Carter Burwell has composed all the scores for the Coen Brothers and for Spike Jonze, as well as composing the music for “Theater Of The New Ear”, the stage production which ran at UCLA last month, written by Jonze collaborator Charlie Kaufman and by another mysterious writer under a pseudonym (a pseudonym which could be hiding the name “Coen”?). In the New York version of the production, there was no attempt at a pseudonym and “Joel and Ethan Coen” were left to stand. I feel fortunate to have attended “Theater Of The New Ear” in L.A. and to have seen Carter Burwell in person, conducting his own music that some actors or somebody were reading words to.

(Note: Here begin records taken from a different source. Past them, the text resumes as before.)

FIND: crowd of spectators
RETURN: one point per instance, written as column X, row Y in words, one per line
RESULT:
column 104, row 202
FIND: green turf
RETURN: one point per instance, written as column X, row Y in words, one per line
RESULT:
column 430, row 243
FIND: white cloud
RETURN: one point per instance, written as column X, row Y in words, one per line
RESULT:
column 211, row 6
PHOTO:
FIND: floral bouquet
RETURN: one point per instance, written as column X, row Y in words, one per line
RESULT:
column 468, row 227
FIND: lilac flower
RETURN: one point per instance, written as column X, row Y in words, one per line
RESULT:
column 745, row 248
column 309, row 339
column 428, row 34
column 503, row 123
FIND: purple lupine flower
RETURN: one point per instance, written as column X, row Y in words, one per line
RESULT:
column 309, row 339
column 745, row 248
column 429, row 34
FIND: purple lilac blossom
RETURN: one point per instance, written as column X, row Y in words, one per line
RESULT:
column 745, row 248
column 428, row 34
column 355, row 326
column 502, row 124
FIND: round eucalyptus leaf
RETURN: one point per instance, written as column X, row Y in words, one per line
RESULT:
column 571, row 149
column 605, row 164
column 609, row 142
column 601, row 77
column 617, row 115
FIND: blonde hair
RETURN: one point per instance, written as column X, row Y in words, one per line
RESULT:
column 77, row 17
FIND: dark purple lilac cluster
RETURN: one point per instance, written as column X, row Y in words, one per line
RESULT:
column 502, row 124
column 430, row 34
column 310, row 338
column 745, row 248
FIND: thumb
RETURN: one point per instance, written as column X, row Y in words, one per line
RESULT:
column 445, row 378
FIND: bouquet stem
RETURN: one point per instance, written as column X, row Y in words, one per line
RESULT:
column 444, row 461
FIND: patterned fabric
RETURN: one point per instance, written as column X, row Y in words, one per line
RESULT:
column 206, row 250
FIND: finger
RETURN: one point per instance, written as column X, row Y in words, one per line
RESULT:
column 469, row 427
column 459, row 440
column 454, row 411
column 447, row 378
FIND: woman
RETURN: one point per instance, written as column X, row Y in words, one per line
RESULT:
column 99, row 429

Success happens in clusters, they say. Harvey Keitel, Robert De Niro, Martin Scorsese, and Paul Schrader came up together out of the same mean streets. Jack Kerouac, Allen Ginsberg and William Burroughs all scored from the same drug dealers. Hitler, Gรถring and Himmler used to go see Charlie Chaplin movies together. I wonder if the Coens and Carter Burwell watched “Triumph of the Will” (1935) together. That movie has a great soundtrack. I like the part where the helicopters blow the hell out of the Viet Cong. It’s hard not to get the giggles watching it.

I had notions of this post becoming something of a Carter Burwell hagiography. But I thought it best to avoid that because I’m not sure what a hagiography is. I think I might have seen one on tv this week, but I can’t be certain. In any case, what we can learn by studying Carter Burwell’s career, and examining this truism of success happening in clusters (I call them “succlusters”), is that success flourishes when the right people meet other right people at the right time, each bringing out the best work in the other. Perhaps that’s why selfish idiots don’t usually last long. Selfish idiots generally do not bring out the best work in others, and they often resent and sabotage good work out of their own dreadful insecurities. Me, I’m content to ride on the coattails of my betters. Not that I’m less insecure than the average selfish idiot, but I do know – and treasure – a good thing when I see it. Or hear it.